You open a Power BI dashboard at 9 a.m., and it immediately scolds you for expired credentials. Half your data sources stall, and your manager wants numbers before stand-up. That’s the point where you realize security needs automation, not blame. Azure Key Vault Power BI solves exactly that mess.
Azure Key Vault is Microsoft’s fortress for secrets—connection strings, passwords, keys. Power BI is the brand’s visualization engine tied to almost every enterprise dataset known to man. Together, they can safely connect report refreshes to protected data without passing raw credentials through your desktop or workspace. The result is visibility without exposure.

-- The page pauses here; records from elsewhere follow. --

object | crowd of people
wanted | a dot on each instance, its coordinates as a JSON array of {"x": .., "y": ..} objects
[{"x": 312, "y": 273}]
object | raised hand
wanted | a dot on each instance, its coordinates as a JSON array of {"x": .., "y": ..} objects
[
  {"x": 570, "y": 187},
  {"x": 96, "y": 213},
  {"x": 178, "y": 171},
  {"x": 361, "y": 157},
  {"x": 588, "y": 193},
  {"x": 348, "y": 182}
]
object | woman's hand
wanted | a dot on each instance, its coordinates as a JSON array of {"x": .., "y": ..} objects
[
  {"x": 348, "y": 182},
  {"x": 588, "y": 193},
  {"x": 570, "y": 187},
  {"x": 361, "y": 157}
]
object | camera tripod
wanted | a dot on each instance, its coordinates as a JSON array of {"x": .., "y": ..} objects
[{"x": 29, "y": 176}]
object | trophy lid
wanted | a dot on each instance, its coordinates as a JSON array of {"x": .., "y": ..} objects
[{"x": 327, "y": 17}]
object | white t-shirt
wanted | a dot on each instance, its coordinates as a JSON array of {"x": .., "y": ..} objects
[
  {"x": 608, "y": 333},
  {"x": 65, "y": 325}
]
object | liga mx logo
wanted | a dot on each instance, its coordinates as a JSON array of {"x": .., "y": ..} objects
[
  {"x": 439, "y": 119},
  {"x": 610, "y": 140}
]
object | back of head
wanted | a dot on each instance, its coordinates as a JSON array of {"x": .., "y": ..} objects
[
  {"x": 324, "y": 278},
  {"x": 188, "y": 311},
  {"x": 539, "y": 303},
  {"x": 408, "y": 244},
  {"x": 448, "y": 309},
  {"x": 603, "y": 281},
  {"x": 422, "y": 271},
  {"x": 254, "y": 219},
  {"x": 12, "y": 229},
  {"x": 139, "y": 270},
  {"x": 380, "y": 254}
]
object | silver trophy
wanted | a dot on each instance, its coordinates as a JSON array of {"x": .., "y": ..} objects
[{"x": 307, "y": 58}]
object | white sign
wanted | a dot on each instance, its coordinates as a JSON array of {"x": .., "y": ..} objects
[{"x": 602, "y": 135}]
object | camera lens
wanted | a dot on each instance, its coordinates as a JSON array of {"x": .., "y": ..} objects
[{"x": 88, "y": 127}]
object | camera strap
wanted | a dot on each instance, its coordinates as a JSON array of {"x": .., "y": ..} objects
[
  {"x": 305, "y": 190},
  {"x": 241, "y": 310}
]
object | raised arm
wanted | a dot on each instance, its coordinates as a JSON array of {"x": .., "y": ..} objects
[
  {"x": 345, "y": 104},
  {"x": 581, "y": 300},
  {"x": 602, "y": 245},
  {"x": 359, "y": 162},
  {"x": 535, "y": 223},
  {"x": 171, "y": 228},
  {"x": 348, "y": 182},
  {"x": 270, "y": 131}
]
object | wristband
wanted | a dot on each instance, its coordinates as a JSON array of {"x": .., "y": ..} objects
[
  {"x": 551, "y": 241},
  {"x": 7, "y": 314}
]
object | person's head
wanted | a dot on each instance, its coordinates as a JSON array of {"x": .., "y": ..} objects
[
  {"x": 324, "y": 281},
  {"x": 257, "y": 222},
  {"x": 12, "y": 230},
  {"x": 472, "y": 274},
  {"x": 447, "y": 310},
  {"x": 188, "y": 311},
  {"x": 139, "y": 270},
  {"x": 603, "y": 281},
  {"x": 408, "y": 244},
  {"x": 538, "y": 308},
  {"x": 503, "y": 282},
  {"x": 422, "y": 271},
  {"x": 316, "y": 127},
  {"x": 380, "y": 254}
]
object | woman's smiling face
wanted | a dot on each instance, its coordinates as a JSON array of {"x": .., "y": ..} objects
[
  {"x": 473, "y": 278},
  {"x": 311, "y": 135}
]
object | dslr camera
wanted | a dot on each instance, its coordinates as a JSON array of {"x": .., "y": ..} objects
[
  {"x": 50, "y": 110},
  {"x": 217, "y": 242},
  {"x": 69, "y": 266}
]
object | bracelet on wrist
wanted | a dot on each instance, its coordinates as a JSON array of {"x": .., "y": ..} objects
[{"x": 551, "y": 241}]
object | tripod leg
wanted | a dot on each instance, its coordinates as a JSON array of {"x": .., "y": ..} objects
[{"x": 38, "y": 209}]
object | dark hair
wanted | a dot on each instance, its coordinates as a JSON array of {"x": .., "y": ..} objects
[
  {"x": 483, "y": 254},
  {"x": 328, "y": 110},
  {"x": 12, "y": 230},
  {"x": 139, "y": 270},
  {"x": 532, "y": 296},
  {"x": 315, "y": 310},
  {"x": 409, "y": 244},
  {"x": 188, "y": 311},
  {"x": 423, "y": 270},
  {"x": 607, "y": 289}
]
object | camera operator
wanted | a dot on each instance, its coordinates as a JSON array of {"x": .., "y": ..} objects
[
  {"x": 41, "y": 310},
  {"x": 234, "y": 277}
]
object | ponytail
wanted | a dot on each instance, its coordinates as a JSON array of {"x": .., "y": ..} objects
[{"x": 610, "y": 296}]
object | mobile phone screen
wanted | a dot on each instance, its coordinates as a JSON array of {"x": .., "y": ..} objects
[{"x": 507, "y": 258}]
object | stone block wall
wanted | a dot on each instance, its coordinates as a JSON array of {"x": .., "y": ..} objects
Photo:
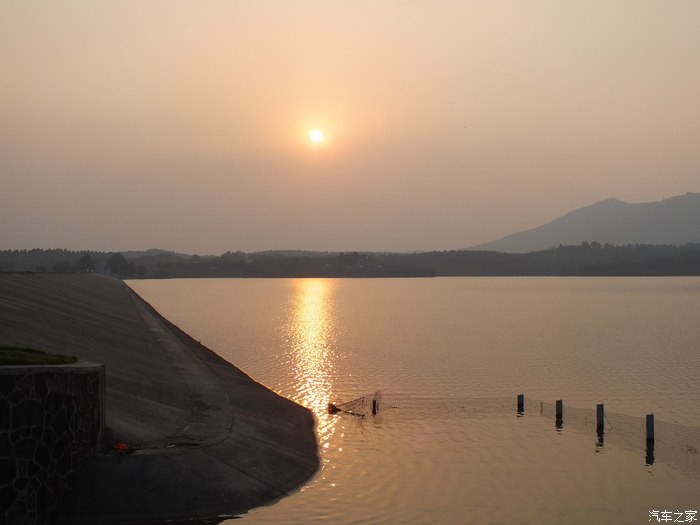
[{"x": 51, "y": 419}]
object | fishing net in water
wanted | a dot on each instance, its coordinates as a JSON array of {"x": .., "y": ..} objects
[
  {"x": 406, "y": 404},
  {"x": 677, "y": 445}
]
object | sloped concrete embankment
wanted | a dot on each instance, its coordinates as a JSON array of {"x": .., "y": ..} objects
[{"x": 208, "y": 440}]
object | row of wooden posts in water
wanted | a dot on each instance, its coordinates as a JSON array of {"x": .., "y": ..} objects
[{"x": 600, "y": 424}]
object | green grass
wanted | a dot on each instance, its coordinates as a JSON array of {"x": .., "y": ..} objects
[{"x": 13, "y": 355}]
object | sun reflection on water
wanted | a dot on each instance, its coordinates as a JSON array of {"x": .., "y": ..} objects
[{"x": 311, "y": 349}]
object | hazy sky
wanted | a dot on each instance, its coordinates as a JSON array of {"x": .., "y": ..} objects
[{"x": 184, "y": 124}]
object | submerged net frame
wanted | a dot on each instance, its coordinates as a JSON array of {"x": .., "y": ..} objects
[{"x": 675, "y": 444}]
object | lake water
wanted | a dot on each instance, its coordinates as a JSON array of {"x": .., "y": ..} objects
[{"x": 449, "y": 356}]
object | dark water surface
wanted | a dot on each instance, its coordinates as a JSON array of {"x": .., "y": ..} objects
[{"x": 449, "y": 356}]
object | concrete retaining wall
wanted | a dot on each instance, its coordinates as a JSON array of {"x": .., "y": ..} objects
[{"x": 51, "y": 419}]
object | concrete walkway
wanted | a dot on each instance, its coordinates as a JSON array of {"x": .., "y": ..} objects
[{"x": 209, "y": 440}]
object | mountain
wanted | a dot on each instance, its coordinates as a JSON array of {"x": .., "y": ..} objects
[{"x": 671, "y": 221}]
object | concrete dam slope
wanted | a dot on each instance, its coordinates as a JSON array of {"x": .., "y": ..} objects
[{"x": 208, "y": 440}]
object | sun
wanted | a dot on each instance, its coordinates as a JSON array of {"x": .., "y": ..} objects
[{"x": 316, "y": 135}]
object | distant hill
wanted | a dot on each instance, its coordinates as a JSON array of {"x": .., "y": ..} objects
[{"x": 671, "y": 221}]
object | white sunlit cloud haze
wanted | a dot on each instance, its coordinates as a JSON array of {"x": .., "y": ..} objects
[{"x": 186, "y": 125}]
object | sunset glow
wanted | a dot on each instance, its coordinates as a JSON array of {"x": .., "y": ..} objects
[{"x": 316, "y": 135}]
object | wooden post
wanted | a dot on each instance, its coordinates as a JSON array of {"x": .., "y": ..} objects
[
  {"x": 650, "y": 439},
  {"x": 560, "y": 413},
  {"x": 600, "y": 418}
]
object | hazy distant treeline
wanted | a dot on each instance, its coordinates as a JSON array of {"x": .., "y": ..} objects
[{"x": 584, "y": 259}]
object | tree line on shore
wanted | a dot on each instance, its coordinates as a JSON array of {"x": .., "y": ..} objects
[{"x": 586, "y": 259}]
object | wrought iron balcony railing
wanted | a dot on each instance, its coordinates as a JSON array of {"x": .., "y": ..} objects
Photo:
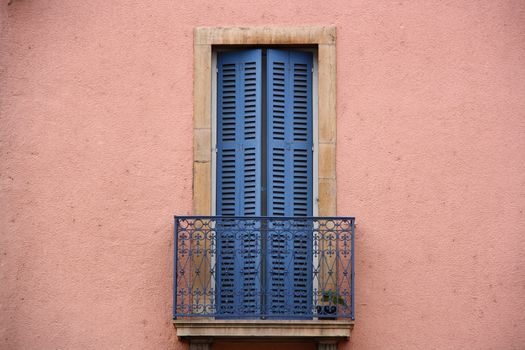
[{"x": 264, "y": 267}]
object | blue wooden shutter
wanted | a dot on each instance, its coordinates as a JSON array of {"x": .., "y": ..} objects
[
  {"x": 289, "y": 174},
  {"x": 239, "y": 182}
]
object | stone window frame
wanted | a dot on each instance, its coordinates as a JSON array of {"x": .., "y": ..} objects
[{"x": 324, "y": 37}]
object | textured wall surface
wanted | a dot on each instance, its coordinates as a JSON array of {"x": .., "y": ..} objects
[{"x": 95, "y": 158}]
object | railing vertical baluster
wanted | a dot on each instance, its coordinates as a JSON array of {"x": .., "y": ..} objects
[{"x": 175, "y": 274}]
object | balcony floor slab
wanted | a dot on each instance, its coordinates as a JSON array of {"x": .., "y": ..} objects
[{"x": 313, "y": 330}]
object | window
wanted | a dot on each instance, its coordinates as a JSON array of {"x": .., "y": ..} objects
[
  {"x": 322, "y": 39},
  {"x": 264, "y": 167}
]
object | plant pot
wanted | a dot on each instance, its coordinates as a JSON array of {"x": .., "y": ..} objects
[{"x": 326, "y": 312}]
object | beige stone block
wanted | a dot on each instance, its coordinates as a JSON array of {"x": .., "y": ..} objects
[
  {"x": 201, "y": 188},
  {"x": 327, "y": 197},
  {"x": 327, "y": 93},
  {"x": 202, "y": 87}
]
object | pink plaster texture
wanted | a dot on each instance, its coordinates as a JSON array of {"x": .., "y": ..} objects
[{"x": 96, "y": 156}]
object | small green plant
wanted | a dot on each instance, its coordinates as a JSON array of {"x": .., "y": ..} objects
[{"x": 331, "y": 297}]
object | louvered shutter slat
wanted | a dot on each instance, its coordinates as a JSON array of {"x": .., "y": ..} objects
[{"x": 238, "y": 182}]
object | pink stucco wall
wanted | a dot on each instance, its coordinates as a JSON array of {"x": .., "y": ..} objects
[{"x": 95, "y": 158}]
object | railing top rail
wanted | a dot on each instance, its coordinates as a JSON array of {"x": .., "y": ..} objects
[{"x": 265, "y": 217}]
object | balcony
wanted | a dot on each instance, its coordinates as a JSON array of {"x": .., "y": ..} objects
[{"x": 283, "y": 275}]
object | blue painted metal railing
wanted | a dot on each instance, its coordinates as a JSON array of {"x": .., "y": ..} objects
[{"x": 264, "y": 267}]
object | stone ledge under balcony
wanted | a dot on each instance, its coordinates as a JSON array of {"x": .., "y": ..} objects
[{"x": 315, "y": 330}]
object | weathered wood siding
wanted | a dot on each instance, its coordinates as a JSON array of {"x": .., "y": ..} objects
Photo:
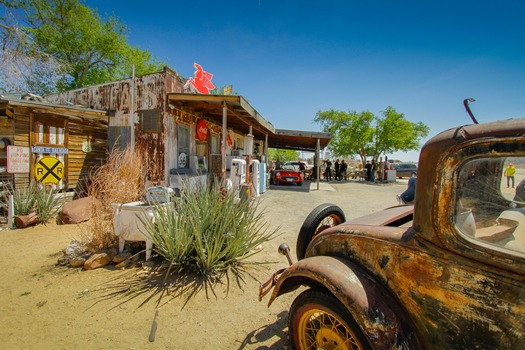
[
  {"x": 149, "y": 93},
  {"x": 81, "y": 129}
]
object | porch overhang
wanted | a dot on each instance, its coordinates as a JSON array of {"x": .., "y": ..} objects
[{"x": 241, "y": 116}]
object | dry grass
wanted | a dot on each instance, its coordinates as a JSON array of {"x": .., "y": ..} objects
[{"x": 120, "y": 180}]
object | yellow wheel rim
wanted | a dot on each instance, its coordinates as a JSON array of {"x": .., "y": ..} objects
[{"x": 320, "y": 329}]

Here is how it fits. You store your database connection string or API key inside Azure Key Vault. Power BI accesses it through Managed Identities assigned to the workspace or the dataset refresh process. Instead of embedding secrets in dataset parameters, Power BI authenticates to Key Vault, retrieves the secret dynamically, and proceeds with refresh. The credential rotation happens in one place, and every dependent dataset instantly benefits.
To do it right, map precise permissions. In Azure RBAC, grant Power BI’s service principal only get and list rights on those specific secrets. Avoid using contributor roles—they’re too broad. Set a rotation policy for secrets every 30 or 60 days. When rotation triggers, Power BI automatically pulls the latest value on the next refresh. No human steps required, no messy spreadsheets tracking “who updated what.”
Quick answer: How do I connect Power BI to Azure Key Vault?
Assign a managed identity to your Power BI workspace, grant it read access to the Key Vault secrets, and reference those secrets in your dataset configuration. Authentication happens through Azure AD, not stored credentials.